While the shutdown of the economy in response to COVID-19 has driven “climate change” from the headlines, the rise of the environmental movement may yet prove to be the most devastating legacy of America’s earlier “suicide attempt.”  Johnson reports that the ‘Conservation Congress’ of 1968 passed a series of gigantic acts to impose “Ecotopia” on American business.  

Johnson writes: “By 1976 it was calculated that compliance with the new [environmental] regulations was costing business $63 billion a year, plus a further $3 billion to the taxpayer to maintain the government regulatory agencies.   Total costs rose to over $100 billion by 1979.”

Fast forward to 2020, when activists want to replace all fossil fuel by renewable energy.  The cost of this is in the stratosphere.  Moreover, as critics have pointed out to the disinterest of the mainstream media, the net effect will be to damage the environment.  One such knowledgeable critic, Paul Driessen notes: “Just one electric car or backup-power battery weighs 1,000 pounds and requires extracting and processing some 500,000 pounds of various ores…. The true costs of “green” energy are staggering.”

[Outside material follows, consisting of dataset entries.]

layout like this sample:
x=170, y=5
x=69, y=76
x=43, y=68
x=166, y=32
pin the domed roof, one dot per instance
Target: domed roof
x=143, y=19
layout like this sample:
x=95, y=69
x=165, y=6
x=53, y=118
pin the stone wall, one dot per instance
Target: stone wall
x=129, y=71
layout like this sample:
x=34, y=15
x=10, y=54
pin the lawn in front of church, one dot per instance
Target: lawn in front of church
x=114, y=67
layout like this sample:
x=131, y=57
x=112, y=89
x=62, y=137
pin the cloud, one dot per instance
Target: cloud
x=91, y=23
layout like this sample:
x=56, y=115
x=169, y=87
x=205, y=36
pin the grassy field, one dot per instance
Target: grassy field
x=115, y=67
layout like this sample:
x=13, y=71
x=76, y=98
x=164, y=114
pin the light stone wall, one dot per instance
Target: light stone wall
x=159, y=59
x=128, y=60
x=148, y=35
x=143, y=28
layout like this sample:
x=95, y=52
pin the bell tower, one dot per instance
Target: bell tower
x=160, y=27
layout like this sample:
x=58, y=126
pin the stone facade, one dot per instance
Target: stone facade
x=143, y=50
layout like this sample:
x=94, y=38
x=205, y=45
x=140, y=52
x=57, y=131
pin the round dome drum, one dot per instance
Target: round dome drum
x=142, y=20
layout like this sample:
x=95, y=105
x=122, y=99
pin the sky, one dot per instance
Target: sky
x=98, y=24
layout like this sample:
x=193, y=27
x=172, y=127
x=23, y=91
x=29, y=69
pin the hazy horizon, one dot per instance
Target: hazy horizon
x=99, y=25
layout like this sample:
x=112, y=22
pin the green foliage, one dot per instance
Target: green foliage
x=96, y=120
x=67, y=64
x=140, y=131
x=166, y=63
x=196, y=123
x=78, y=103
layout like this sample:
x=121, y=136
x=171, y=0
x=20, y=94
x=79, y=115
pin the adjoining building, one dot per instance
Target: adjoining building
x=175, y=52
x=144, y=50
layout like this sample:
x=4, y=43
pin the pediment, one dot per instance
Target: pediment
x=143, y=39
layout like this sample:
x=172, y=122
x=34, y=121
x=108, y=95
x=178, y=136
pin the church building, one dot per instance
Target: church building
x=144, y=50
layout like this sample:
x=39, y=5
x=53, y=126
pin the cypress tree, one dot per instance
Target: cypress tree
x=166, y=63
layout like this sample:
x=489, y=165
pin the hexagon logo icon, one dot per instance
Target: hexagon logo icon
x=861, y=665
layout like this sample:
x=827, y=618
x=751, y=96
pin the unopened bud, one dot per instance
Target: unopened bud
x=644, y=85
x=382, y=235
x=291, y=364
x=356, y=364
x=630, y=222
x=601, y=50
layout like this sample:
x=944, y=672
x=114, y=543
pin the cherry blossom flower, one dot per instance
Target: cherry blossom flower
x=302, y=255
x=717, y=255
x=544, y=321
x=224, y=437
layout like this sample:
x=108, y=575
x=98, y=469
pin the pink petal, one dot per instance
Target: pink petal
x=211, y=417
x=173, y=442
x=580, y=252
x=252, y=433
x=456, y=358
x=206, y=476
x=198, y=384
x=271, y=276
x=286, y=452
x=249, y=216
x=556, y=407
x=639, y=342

Will this second suicide attempt be more successful than the first? In many ways this round dwarfs what Paul Johnson describes. White America in that earlier era did not hate itself.  In the 1960s and 70s one could not imagine  elementary school children in one of the wealthiest counties in the United States (Lower Merion outside Philadelphia), as part of its “cultural proficiency” curriculum,  being assigned books claiming white people who relate to police officers are “complicit in racism.” An indignant parent (to whose complaint the school board did not even deign to reply) told the Washington Free Beacon: “This book teaches kids not only to defy parents but to hate themselves…”

America’s suicide attempt has been both cultural and economic.  If we do not reverse course, America will be neither a land of opportunity nor a land of freedom. 

Victor Davis Hanson offers as a best-case scenario;   “There will be a counterrevolution because without one there is not much of America left.”